Choose the Right Laptop
The bring your own device (BYOD) phenomenon means that end users increasingly make the final decision on their choice of laptops. While office-bound users may favor aesthetics, those who travel or otherwise work remotely may put more weight on work-friendly features.
With that in mind, here are some important travel-friendly features to consider if you want a new laptop.
- The presence of a built-in fingerprint scanner makes it much easier to unlock a laptop. This increases security by ensuring the feasibility of aggressive timeouts that automatically lock an inactive laptop.
- Meanwhile, a Kensington lock can secure devices against opportunistic thieves.
- Fast-charge capability can recharge a laptop to 60 percent (or more) of its charge in as little as 30 minutes.
- Look for "full day" battery life rated at eight hours or higher from the laptop's built-in batteries.
- Also consider the capability to either swap out or tack on an external battery when more life is desired. (Other options for power are covered below.)
- A matte screen provides more comfortable viewing in cafes, airports, hotel lobbies or other areas blanketed by harsh sunlight.
- Laptops weighing fewer than 3 pounds (roughly 1.35 kg) offer better portability.
Pack Things to Go
Once you get a laptop, you need a bag to stow and protect your computer gear and only proper laptop bags offer adequate internal and external pockets to hold your various gadgets and electronic knickknacks.

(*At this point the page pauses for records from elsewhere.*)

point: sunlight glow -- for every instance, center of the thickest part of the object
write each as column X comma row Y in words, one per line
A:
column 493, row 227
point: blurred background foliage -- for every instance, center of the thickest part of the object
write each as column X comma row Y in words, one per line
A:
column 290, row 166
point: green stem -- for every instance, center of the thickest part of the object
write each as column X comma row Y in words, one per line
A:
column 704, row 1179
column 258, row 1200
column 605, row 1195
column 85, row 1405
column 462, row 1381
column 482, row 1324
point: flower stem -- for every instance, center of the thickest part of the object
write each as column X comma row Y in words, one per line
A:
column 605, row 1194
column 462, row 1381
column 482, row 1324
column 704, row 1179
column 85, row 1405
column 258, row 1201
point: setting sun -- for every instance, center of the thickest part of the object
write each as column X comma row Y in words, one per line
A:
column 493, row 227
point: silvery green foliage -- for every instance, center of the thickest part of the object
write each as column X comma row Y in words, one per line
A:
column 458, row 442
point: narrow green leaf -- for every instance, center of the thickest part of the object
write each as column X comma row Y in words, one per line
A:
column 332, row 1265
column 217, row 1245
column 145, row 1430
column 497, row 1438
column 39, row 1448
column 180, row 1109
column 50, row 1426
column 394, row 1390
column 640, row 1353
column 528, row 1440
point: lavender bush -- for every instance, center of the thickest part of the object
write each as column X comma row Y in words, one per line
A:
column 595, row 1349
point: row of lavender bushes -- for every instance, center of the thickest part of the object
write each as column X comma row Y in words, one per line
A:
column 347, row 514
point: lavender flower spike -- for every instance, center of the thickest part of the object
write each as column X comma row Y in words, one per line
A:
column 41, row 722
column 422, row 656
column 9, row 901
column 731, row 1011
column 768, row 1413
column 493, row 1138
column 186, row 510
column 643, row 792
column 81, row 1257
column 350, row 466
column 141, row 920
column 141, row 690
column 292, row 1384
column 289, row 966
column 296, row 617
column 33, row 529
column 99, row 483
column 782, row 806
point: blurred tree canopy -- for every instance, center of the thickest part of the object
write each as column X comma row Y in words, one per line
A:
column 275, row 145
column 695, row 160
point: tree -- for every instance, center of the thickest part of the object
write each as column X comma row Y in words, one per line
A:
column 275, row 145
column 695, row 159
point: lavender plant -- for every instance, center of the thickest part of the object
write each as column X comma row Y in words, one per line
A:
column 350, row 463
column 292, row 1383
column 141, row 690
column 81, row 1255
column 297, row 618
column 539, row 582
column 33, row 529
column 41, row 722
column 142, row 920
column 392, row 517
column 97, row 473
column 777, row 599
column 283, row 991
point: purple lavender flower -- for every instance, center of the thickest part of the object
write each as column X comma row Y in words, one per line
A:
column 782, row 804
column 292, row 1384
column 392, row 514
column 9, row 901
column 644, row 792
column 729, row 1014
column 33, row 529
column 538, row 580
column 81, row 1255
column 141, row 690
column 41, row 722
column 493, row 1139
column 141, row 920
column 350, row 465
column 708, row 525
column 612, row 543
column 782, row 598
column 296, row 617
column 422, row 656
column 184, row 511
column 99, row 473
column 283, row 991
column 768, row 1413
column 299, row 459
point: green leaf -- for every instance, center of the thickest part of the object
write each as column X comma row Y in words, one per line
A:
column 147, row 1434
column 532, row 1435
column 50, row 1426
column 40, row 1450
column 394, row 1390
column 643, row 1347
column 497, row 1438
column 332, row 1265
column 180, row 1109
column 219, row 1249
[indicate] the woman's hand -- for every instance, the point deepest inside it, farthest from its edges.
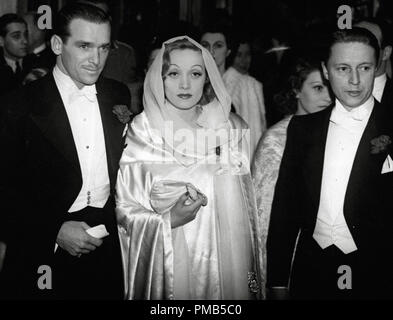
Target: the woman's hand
(184, 211)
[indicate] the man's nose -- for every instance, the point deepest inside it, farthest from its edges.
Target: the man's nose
(326, 97)
(95, 57)
(354, 77)
(24, 40)
(184, 82)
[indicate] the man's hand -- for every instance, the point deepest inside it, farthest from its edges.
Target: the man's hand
(277, 294)
(3, 248)
(182, 212)
(73, 238)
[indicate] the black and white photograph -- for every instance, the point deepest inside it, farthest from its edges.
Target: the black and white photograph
(199, 157)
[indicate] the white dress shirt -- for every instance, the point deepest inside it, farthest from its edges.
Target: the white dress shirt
(85, 119)
(40, 48)
(12, 63)
(379, 86)
(345, 131)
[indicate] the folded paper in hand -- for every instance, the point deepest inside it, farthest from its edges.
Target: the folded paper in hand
(96, 232)
(387, 165)
(165, 193)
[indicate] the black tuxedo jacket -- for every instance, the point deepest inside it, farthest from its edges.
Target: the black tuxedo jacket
(387, 96)
(8, 80)
(368, 205)
(40, 171)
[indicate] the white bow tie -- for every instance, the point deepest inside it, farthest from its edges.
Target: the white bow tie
(88, 92)
(353, 117)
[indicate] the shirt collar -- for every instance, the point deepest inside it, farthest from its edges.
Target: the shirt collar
(40, 48)
(12, 64)
(379, 85)
(359, 114)
(68, 86)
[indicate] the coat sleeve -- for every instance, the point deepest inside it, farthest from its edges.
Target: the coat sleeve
(145, 237)
(284, 219)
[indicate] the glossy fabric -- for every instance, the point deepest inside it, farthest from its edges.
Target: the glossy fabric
(215, 256)
(196, 260)
(265, 169)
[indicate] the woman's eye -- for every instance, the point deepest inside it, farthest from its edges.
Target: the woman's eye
(173, 74)
(205, 45)
(343, 69)
(196, 74)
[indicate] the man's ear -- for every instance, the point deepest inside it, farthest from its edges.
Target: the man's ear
(324, 69)
(56, 44)
(386, 53)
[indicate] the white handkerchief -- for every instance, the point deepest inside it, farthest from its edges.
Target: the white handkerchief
(387, 165)
(96, 232)
(125, 131)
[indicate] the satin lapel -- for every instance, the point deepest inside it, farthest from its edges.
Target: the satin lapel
(50, 116)
(314, 159)
(113, 130)
(387, 96)
(366, 166)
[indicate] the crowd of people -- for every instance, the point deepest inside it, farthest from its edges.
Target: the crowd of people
(178, 186)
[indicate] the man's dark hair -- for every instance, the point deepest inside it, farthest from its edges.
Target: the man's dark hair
(74, 11)
(7, 19)
(385, 30)
(355, 34)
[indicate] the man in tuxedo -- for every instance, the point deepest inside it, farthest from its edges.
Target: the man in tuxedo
(63, 144)
(40, 54)
(383, 86)
(329, 233)
(13, 48)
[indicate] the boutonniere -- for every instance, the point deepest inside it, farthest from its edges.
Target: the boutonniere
(122, 113)
(380, 144)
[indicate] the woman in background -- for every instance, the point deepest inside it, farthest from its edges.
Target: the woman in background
(245, 91)
(304, 91)
(185, 203)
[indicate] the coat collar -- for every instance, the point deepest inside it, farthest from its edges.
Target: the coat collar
(50, 116)
(365, 166)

Bags such as the Moshi Urbana and Booq Cobra slim look classy, though there's no beating a backpack for storage capacity and comfort if you plan to do a lot of walking.
TSA-approved bags are useful when shuttling through airports, though their usefulness may be limited depending on where you travel; airports outside the U.S. will likely ask you to remove all electronic devices from bags anyway.
Though most good laptop bags should offer ample pockets and, the Grid-It organizer remains a good option to keep you organized (and sane). If you prefer something more normalized, Relief Pod and WaterField makes a number of high-quality pouches.
Privacy protectors are a necessity if you work at crowded locations. The idea is to stymie shoulder surfing so a hacker or busybody can't get ahold of private information when sitting next to or behind you. 3M makes some high-quality privacy filters, such as the Gold Privacy Filter, for common laptop models.